Jesse Hardman is a public radio reporter, writer, media developer, videographer, and journalism educator.
Many bookstores function as meeting places for their communities. Bookstore author events bring writers from near and far to meet their fans and win some new ones. As general manager of Skylight Books in Los Angeles’s Los Feliz neighborhood, I’ve met some of my favorite authors within these four walls and felt the electricity in the room when a writer really connects with their audience.
Bookstores are also the “third places” of their communities, neither work nor home. Friends can meet up after work, first dates can get off on the right (or wrong) foot, or a person can enjoy a quiet hour strolling the aisles uninterrupted by life’s usual demands.

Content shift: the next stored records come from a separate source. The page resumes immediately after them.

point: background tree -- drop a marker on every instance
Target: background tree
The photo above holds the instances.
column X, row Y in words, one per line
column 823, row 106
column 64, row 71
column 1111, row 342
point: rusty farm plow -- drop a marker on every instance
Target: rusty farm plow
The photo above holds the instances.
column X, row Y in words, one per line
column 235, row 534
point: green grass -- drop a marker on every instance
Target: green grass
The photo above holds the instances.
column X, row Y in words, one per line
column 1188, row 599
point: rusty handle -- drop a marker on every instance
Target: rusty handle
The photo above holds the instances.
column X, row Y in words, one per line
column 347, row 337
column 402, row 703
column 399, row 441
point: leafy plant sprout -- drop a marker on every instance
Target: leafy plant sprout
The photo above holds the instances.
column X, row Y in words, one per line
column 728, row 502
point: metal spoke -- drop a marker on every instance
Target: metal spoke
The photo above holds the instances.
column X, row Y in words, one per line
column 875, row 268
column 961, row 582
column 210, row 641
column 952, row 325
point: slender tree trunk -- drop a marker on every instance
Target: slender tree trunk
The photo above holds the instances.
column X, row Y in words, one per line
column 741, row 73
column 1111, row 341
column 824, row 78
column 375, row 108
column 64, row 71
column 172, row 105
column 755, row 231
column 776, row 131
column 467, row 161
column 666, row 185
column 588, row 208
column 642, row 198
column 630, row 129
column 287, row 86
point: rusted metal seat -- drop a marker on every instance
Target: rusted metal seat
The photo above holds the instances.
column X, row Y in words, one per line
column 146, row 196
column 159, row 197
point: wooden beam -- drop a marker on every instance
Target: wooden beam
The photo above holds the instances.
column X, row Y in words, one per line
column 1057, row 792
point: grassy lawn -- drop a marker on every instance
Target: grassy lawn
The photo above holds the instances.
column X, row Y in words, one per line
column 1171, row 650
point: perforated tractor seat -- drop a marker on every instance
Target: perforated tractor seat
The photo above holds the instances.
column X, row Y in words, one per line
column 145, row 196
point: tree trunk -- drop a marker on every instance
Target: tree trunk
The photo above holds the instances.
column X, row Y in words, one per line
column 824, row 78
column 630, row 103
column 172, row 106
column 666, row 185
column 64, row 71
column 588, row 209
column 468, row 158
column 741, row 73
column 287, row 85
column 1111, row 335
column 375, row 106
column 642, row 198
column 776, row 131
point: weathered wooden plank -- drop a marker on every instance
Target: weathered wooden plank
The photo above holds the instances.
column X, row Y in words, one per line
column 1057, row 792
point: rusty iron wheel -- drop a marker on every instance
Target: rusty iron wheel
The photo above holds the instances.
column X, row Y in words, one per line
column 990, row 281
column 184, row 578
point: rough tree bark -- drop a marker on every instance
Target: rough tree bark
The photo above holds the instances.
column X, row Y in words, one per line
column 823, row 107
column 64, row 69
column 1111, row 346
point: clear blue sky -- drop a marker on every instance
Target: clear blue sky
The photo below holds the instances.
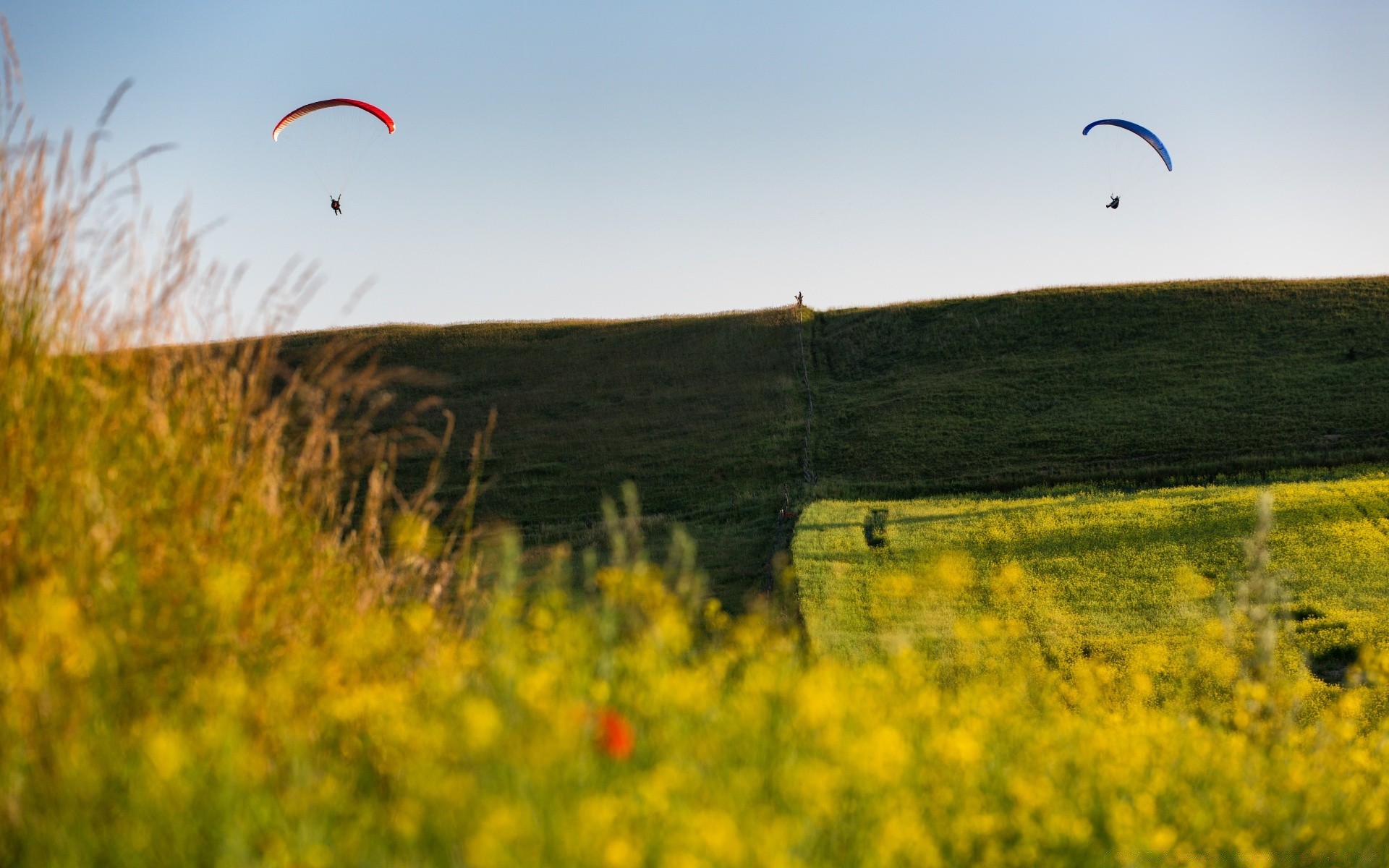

And books are full of gray areas. That’s one of my favorite things about them. A bookstore, then, makes for an appealing modern public square—a place for nuance, with room for difference, where your mind can encounter other minds, in person or in the millions of pages that line the shelves.
Every book represents its author’s take on the world around them, whether that book is sci-fi or history, memoir or economics, self-help or a children’s picture book. No matter the topic or genre, writers reveal themselves; they make a case for the way they think the world works and should be. And all these bound pages are the result of real thought. They’ve been drafted and re-drafted, edited, and designed.
In a world where an opinion, no matter how poorly considered, can be dashed off by a stranger and pop up on your phone in mere seconds, what a relief to spend an hour (or a lifetime) in this kind of deliberative, dutiful, reflective, ruminative public square.
And those gray areas! None of us are one-dimensional, and we deserve a public square that engages with our varied and occasionally competing thoughts and identities, in the company of others alike and different.
Mary Williams is the general manager of Skylight Books, an independent bookstore in the Los Feliz neighborhood of Los Angeles.